Quartz v5.25

Overnight Handoff — Binary DSL Phase 1.5 (kickoff)

Baseline: a976ac5a on trunk (Phase 1.4 complete — 7 commits, 61 tests green, fixpoint 2072) Design doc (canonical): docs/design/BINARY_DSL.md — 335 lines, 12 locked decisions Prior handoffs (READ FIRST):

Session goal: Close Phase 1.4 gaps (straddle + variable-width + bounds check + float + typecheck strictness) so all 5 worked examples round-trip, then start Phase 2 computed fields. Estimated 1000-1400 lines across 5 commits.


Copy-paste handoff prompt (paste this into a fresh session)

Read docs/handoff/overnight-binary-dsl-phase-1-5-kickoff.md FIRST, then
docs/handoff/overnight-binary-dsl-phase-1-5.md (prior handoff with
D1-D10 discoveries — load-bearing, you WILL hit them). Design is
docs/design/BINARY_DSL.md — 12 locked decisions, don't re-litigate.

Starting state (verified at handoff a976ac5a):
- Trunk clean at a976ac5a. Guard stamp valid. Smoke green.
- 61 binary-DSL tests green: parse 14, typecheck 19, mir 10, types 5,
  methods 3, bitcast 3, roundtrip 4, with 3.
- Fixpoint 2072 functions (gen1 == gen2 byte-identical).
- Session backup pre-Phase-1.4: self-hosted/bin/backups/quartz-pre-binary-codegen-golden
  (safe to keep, or overwrite with a fresh quartz-pre-binary-phase2-golden
  before risky work).

SAVE a NEW fix-specific backup BEFORE you touch a single .qz:
  cp self-hosted/bin/quartz self-hosted/bin/backups/quartz-pre-binary-phase15-golden

NEVER overwrite quartz-pre-binary-phase15-golden until the last STEP
of this session is committed AND the full binary spec suite passes.
The rolling quartz-golden that quake guard manages gets overwritten
on every successful build.

Phase 1.5 has 5 STEPs — Phase 1.4 gap closure.
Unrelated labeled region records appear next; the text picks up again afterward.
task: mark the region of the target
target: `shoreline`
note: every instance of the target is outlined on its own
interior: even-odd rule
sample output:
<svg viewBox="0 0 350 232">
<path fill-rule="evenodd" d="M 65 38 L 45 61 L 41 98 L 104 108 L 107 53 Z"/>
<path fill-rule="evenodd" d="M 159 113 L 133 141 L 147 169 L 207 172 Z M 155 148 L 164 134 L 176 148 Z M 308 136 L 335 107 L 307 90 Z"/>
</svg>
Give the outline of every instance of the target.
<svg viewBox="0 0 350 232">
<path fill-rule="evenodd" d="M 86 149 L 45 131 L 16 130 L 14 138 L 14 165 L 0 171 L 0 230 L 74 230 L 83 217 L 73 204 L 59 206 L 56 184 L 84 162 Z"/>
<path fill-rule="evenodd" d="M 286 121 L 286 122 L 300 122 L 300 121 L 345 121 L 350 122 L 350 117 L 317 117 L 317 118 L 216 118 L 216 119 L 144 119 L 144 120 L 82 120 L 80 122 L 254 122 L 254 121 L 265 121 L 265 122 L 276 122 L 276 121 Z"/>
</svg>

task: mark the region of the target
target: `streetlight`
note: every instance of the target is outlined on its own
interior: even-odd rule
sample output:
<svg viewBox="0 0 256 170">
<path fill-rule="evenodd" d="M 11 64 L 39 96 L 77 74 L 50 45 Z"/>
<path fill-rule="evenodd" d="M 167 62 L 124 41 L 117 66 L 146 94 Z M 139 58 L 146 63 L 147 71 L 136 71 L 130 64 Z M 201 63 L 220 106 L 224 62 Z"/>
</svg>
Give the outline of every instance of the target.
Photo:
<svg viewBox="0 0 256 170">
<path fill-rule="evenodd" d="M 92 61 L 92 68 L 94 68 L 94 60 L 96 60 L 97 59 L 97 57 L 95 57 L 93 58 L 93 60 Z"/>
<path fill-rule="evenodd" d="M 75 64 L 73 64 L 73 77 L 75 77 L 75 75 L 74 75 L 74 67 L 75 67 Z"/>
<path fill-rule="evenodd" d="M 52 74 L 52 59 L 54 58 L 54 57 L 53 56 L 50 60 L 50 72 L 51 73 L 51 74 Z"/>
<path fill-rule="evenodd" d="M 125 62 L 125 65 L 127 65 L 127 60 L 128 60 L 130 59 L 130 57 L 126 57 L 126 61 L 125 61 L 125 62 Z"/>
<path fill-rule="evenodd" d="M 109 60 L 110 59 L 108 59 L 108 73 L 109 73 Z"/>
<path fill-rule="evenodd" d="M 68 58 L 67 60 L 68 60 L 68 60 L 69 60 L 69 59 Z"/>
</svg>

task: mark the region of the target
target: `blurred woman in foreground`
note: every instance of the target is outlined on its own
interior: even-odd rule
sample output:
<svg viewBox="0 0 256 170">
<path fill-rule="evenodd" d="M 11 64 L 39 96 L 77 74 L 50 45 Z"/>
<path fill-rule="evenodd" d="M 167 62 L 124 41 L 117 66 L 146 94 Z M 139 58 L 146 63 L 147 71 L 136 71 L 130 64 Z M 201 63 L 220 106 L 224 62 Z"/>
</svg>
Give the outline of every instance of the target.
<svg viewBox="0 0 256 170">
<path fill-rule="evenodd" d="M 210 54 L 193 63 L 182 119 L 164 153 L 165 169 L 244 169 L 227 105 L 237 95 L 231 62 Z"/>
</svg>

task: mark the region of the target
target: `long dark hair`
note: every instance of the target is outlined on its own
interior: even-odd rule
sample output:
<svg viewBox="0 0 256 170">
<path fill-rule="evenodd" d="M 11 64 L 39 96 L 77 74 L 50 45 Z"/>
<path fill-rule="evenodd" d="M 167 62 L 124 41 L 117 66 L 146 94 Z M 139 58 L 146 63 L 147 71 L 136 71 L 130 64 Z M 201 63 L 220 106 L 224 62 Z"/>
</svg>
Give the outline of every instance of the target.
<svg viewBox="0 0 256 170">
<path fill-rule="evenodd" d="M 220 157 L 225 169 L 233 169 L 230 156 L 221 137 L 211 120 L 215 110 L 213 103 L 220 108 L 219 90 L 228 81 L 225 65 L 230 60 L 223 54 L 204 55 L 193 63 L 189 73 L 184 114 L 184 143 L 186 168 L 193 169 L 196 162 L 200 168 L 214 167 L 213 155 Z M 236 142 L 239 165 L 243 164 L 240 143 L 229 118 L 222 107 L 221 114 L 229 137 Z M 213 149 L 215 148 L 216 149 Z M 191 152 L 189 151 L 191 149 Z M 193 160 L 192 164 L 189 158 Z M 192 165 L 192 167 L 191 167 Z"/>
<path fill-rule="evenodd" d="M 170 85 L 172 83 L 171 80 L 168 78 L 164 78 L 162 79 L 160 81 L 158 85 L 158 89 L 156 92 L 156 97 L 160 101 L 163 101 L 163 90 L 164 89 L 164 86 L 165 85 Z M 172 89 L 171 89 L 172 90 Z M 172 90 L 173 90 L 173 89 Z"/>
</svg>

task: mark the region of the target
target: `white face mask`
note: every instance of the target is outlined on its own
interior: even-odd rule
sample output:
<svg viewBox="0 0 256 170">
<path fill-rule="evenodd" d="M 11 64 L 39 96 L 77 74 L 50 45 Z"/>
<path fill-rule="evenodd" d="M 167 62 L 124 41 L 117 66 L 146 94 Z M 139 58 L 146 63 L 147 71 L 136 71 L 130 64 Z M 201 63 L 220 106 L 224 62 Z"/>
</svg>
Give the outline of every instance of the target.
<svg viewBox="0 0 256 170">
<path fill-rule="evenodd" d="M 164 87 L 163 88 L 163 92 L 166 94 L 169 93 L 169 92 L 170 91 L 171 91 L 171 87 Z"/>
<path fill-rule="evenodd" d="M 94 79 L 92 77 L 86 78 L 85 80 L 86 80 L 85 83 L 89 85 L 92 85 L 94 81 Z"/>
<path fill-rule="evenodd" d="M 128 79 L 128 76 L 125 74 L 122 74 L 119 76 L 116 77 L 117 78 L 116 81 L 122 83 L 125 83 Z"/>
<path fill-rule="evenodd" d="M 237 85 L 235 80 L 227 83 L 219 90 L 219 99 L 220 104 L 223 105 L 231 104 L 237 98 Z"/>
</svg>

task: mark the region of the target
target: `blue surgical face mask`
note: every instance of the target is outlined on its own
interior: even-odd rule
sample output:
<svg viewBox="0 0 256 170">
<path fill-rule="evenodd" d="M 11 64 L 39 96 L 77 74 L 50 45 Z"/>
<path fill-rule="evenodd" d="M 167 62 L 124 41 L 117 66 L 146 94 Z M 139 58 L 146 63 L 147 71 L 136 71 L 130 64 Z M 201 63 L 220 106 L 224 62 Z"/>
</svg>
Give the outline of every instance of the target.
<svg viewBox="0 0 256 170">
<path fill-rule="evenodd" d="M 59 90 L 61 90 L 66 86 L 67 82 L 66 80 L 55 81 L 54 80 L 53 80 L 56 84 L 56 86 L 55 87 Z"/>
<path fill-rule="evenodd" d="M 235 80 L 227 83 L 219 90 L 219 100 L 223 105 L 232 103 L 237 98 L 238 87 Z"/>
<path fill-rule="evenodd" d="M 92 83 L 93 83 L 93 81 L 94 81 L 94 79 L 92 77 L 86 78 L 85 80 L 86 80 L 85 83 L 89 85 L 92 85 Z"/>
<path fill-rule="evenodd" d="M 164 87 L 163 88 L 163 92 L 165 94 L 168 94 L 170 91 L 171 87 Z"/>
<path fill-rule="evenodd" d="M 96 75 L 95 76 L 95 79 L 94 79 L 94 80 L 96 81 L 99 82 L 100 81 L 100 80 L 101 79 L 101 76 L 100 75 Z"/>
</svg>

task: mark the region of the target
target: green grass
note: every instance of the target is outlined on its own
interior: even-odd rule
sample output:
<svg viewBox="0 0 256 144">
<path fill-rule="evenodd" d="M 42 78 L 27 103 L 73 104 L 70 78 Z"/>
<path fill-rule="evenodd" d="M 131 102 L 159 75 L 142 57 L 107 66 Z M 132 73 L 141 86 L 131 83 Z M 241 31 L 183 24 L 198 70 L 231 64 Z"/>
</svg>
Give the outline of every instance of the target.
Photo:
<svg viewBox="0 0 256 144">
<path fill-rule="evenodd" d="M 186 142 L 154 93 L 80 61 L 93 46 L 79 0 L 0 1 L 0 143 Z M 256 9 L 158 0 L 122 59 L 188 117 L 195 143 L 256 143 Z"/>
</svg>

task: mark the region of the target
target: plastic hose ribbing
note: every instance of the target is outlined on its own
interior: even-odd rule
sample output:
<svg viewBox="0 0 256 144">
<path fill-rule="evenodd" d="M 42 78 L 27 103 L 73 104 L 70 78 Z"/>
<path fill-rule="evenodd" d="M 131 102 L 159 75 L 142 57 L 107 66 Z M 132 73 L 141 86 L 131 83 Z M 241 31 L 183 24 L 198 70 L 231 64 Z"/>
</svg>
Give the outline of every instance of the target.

Ship as 5 small commits.
If a STEP blows out, stop at the next clean commit boundary and write
a partial handoff. Don't compromise scope for speed.

STEP 1 — Variable-width fields (bytes / cstring / pstring(uN) /
  [T;n] / [T;field] / [T]). Biggest gap. Unlocks IPv4 payload + DNS
  + TLS + PE/ELF chunked formats. ~300-450 lines across typecheck +
  codegen. Spec: spec/qspec/binary_varwidth_spec.qz.

STEP 2 — Straddling sub-byte fields (u13be-style across byte
  boundaries). Unlocks IPv4 full roundtrip. ~150-250 lines in
  cg_intrinsic_binary.qz (extend _cg_bin_emit paths to handle
  cross-byte shifts). Spec: spec/qspec/binary_straddle_spec.qz.

STEP 3 — UnexpectedEof bounds check in UNPACK. Quick win. At the
  top of cg_emit_binary_unpack, emit: `if bytes.size() < expected
  return Err(UnexpectedEof)`. ~50-100 lines. Requires the fixed-bits
  total to be known at codegen (it is, via the layout registry).
  Spec: spec/qspec/binary_eof_spec.qz.

STEP 4 — Typecheck strictness for `as` and `.with`. Fire friendly
  errors at typecheck time per design #11 / #12:
  - `as uN`: receiver must be packed-struct with backing == N
  - `as StructName`: source must be Int
  - `.with { field = ... }`: each named field must exist on the
    packed struct; typos should error
  ~80-120 lines in typecheck_walk.qz. Spec extends binary_bitcast
  and binary_with with assert_compile_error cases.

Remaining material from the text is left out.